DPDK L3FWD

Introduction

The dpdk-l3fwd sample application demonstrates the use of the hash, LPM and FIB based lookup methods provided in DPDK to implement packet forwarding using poll mode or event mode PMDs for packet I/O. The instructions provided in this guide do not cover all the features of this sample application. Users can refer to dpdk-l3fwd user guide to learn and experiment additional features.

Test Setup

This guide assumes the following setup:

../_images/dpdk_setup.png

The Kubernetes cluster must have been set up by the create-cluster.yaml playbook. As shown, every worker node should be connected to the traffic generator & have PFs/VFs available to bind to application pod(s).

Get NIC PCIe Addresses

The PCIe address of the NIC connected to the traffic generator must be known for every worker. Additionally, the DPDK Linux driver for that NIC must be known. While this solution does support using multiple PCIe addresses on a single worker node, every PCIe address for a node must work with the same DPDK Linux driver. Different worker nodes may use different DPDK Linux drivers.

Ensure the PCIe addresses and DPDK Linux drivers for each worker are listed in the inventory file, as described in Create Ansible Inventory File.

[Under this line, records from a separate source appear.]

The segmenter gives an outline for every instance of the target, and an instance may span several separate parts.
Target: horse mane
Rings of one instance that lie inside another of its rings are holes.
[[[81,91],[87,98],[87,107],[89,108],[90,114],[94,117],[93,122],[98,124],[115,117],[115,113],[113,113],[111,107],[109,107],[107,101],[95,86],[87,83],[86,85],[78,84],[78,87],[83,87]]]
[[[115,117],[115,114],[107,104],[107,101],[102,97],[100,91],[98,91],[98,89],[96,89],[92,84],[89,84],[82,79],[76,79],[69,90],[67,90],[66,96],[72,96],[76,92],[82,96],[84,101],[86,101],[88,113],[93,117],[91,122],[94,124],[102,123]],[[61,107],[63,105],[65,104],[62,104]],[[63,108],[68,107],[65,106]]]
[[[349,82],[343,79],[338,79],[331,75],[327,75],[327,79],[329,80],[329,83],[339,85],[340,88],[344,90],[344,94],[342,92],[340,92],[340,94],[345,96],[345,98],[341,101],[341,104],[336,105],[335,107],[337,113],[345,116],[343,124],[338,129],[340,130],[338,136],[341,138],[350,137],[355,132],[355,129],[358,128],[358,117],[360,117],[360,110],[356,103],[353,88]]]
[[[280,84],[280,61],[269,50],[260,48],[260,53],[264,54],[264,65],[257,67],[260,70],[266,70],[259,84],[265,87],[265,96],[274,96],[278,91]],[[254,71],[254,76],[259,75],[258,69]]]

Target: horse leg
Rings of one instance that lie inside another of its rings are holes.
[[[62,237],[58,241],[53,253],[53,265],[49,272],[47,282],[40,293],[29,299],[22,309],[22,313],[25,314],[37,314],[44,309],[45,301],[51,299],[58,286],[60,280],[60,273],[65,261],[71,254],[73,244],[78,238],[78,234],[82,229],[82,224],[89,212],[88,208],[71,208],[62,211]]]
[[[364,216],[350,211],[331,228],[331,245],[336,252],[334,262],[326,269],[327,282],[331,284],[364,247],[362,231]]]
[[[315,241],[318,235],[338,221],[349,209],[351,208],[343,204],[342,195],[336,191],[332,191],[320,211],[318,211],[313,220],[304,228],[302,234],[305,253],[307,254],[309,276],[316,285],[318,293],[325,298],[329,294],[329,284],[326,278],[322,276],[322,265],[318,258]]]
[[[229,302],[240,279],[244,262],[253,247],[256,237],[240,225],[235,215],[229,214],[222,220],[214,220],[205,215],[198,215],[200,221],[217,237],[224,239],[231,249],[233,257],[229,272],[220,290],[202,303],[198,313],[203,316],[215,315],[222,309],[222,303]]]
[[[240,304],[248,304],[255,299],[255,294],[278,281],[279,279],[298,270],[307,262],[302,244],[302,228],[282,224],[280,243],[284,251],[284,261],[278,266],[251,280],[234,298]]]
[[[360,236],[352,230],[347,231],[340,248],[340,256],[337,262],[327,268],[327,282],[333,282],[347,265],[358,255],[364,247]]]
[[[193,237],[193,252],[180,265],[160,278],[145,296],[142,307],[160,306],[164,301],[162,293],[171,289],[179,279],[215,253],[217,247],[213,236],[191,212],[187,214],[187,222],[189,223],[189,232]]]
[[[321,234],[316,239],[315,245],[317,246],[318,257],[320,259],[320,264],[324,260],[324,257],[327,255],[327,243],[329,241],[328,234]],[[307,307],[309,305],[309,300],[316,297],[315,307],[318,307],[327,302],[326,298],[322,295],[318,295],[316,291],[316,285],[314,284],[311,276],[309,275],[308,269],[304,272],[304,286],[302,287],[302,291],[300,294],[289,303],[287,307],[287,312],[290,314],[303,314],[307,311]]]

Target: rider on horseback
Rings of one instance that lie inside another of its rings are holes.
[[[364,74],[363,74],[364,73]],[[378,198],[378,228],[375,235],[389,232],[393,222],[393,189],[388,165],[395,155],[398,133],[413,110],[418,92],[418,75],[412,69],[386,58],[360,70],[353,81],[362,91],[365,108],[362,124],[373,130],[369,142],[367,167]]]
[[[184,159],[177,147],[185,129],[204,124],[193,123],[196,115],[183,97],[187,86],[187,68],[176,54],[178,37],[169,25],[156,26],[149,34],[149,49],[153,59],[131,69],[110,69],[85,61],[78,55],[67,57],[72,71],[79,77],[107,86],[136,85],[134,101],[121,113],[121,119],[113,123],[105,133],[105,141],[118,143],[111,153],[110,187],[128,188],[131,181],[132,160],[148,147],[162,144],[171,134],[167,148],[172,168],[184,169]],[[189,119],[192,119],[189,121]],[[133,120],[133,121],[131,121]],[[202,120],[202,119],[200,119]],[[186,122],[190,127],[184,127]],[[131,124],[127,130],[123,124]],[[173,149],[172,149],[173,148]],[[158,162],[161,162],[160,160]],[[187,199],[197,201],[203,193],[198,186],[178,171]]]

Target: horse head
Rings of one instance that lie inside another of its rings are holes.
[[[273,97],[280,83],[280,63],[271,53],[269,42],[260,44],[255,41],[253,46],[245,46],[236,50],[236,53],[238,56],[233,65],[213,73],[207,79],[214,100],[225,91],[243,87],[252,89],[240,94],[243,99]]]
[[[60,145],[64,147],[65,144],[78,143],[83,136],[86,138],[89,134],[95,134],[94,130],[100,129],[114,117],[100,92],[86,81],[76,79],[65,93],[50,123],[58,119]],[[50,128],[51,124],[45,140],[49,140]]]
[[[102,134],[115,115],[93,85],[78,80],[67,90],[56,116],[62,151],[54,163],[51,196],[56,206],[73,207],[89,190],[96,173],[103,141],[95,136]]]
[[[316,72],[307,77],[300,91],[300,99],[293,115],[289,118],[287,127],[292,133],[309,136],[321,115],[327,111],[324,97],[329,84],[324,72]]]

Execute the DPDK-L3fwd Ansible Playbook

Execute the Ansible playbook in the <nw_cra_workspace>/cnf-reference-arch/examples/dpdk-l3fwd/ directory by running:

cd <nw_cra_workspace>/cnf-reference-arch/examples/dpdk-l3fwd/
ansible-playbook -i ../../inventory.ini dpdk-l3fwd.yaml

This playbook will execute the following steps:

  1. Expands the DPDK deployment template to the controller node. By default, it will be placed at ~/dpdk-deployment.yaml.

  2. Generates a ConfigMap onto the controller node and adds it to the cluster. By default, it will be placed at ~/configmap.yaml.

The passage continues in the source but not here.